Crystallisation could form a project either for extension within class or perhaps as an activity for a science club. The RSC ran a global experiment in 2014 looking at the art of crystallisation (rsc.li/3QeI5Zk). The project suggests various salts, including potassium nitrate and alum, and the resources include a useful crystal shape classification. 

The production of sweets is a good example (rsc.li/4cqV5Cu). Aqueous sugar solutions at different concentrations have different properties. As a sugar solution is boiled, the water evaporates and the concentration of the sugar increases. As the boiling point is dependent on sugar concentration, the temperature of the solution increases steadily as concentration increases, from the soft ball (fudge) concentration (85 per cent) to hard crack (toffee, 99 per cent). 

A more complex context, but one that can lead to many interesting discussions, is chocolate (rsc.li/4cuPWJw). Multiple crystal forms exist, providing many extension opportunities to stretch and challenge keen students (rsc.li/4vA4nVm). The overlap of chemistry, cooking and business makes studying chocolate a potentially interesting cross-department project.
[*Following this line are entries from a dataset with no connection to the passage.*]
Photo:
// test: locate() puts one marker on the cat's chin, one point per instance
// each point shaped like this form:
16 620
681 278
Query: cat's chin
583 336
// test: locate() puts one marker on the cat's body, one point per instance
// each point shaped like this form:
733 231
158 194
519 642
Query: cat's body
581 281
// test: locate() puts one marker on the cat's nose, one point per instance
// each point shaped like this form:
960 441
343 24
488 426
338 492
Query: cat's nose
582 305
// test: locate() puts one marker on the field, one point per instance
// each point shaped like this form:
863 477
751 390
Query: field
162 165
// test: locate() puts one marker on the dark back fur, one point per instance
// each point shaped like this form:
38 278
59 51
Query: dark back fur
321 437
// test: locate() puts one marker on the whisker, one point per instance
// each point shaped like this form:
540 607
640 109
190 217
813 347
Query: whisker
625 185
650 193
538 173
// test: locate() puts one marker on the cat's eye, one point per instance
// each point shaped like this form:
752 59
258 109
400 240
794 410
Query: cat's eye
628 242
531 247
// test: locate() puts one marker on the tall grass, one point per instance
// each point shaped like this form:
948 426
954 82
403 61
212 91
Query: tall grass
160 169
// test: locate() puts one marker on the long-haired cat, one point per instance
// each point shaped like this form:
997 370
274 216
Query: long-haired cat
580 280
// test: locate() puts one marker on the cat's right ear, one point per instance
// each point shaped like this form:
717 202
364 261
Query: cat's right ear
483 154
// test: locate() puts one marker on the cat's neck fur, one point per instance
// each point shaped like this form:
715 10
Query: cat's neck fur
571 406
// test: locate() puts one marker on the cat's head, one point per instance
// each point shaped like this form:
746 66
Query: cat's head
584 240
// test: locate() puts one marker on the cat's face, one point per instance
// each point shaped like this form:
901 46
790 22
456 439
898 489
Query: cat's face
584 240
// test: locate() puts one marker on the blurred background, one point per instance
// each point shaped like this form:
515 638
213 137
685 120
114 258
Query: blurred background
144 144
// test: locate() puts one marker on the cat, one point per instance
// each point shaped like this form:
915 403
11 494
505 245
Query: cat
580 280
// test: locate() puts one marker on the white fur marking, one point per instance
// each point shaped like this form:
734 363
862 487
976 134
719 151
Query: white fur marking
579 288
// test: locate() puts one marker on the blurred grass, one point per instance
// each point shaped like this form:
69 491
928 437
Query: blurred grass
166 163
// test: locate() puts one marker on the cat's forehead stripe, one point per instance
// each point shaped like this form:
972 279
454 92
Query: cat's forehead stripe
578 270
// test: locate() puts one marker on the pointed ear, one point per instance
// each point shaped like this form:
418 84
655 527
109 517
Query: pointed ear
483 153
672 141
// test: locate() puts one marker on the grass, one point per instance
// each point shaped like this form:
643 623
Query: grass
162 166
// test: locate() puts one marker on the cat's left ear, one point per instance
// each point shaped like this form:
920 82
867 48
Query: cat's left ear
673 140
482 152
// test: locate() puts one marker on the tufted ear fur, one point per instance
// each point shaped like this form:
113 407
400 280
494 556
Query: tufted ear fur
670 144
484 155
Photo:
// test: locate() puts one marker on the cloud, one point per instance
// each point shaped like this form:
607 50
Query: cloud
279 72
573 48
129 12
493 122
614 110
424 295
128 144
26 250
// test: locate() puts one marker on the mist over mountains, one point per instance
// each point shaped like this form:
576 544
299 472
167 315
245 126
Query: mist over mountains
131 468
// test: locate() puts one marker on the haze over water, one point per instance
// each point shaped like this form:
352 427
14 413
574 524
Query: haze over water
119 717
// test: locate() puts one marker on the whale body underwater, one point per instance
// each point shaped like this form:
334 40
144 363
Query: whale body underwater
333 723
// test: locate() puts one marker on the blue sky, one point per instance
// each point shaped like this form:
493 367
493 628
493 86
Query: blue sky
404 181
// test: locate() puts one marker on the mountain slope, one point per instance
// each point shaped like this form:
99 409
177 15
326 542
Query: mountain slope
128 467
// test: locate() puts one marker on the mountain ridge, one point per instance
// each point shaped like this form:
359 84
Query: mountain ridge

Making copper sulfate crystals from copper oxide and sulfuric acid requires filtration, evaporation and crystallisation techniques. There are various scales at which this practical can be carried out, with CLEAPSS guidance for England, Wales and Northern Ireland (bit.ly/4tbcd6m) and SSERC for members in Scotland (bit.ly/4tWOOFX). The traditional method, involving heating sulfuric acid directly, has mostly been replaced by warming slightly more concentrated acid in a  hot water bath, providing a lower risk method (rsc.li/3OMg8rj).

An alternative microscale method is also available (rsc.li/4cQ1oRn). The reaction mixture is heated using a sand bath, both to increase the rate of the reaction and to evaporate some of the solvent from the copper sulfate solution. Next, the sample is filtred thorugh mineral wool in a syringe. Aside from the speed advantages, students can work individually, giving them time to focus on improving their manual dexterity. It is possible for students to produce cyrstals within a normal teaching lesson, as shown in the comparison of crystallisation image.